9. Si la société requérante soutient que la taxe foncière sur les années 2019 et 2020 est prescrite, elle n’assortit pas son moyen des précisions suffisantes pour permettre au juge d’en apprécier le bien-fondé. En tout état de cause, il résulte de l’instruction que seules les parcelles cadastrées section H nos 31 et 38 ont fait l’objet de la déclaration n° 6660-REV effectuée le
6 mars 2013 par le précédent propriétaire. Ayant constaté que la société Auto casse Ferrari occupait également les parcelles cadastrées section H nos 32 et 33 alors soumises à la taxe foncière sur les propriétés non bâties, pour les besoins de son activité en tant que locaux de stockage à ciel ouvert et en l’absence de toute déclaration par la requérante d’un changement d’affectation conformément à l’article 1406 précité, l’administration fiscale a retenu ces deux parcelles dans la détermination de la taxe foncière sur les propriétés bâties. Les cotisations afférentes ont alors été calculées au taux en vigueur pour l’année où l’omission ou l’insuffisance a été découverte, soit en 2021. La requérante étant devenue propriétaire trois ans auparavant de l’ensemble immobilier le 24 janvier 2018, la cotisation a été multipliée par 3, conformément à l’article 1508 du code général des impôts. Par suite, la société requérante n’est pas fondée à soutenir que les impositions 2019 et 2020 mises en recouvrement en 2022 seraient prescrites.
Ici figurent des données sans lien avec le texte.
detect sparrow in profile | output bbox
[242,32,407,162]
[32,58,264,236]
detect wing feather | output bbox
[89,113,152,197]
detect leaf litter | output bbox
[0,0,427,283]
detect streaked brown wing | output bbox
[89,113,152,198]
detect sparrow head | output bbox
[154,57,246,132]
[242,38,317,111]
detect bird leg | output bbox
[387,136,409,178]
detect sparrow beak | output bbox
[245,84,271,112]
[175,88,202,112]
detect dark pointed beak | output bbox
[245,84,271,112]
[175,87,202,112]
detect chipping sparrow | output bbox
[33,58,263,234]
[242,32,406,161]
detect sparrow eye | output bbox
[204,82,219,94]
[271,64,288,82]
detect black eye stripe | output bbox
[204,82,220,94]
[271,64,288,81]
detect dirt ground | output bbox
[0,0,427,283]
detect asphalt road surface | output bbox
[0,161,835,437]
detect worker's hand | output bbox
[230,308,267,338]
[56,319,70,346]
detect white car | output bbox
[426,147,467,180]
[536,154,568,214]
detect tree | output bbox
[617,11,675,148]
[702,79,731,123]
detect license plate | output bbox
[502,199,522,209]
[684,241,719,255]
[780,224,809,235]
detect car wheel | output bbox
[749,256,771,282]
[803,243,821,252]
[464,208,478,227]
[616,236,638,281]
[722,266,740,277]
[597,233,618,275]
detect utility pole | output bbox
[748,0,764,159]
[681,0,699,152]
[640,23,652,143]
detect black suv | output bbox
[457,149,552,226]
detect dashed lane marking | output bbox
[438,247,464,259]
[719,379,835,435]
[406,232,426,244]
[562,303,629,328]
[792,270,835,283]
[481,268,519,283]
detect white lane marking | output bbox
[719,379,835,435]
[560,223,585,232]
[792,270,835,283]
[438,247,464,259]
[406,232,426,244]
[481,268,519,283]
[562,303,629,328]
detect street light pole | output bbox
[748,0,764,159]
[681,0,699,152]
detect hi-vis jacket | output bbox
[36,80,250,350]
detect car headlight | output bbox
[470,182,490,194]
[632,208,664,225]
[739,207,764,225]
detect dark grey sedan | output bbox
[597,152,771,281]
10. En deuxième lieu, aux termes de l’article 1381 du code général des impôts : " Sont également soumis à la taxe foncière sur les propriétés bâties : () 5° A l’exception de ceux mentionnés au dernier alinéa de l’article 1393, les terrains non cultivés employés à un usage commercial ou industriel, tels que chantiers, lieux de dépôt de marchandises et autres emplacements de même nature, soit que le propriétaire les occupe, soit qu’il les fasse occuper par d’autres à titre gratuit ou onéreux ; () ".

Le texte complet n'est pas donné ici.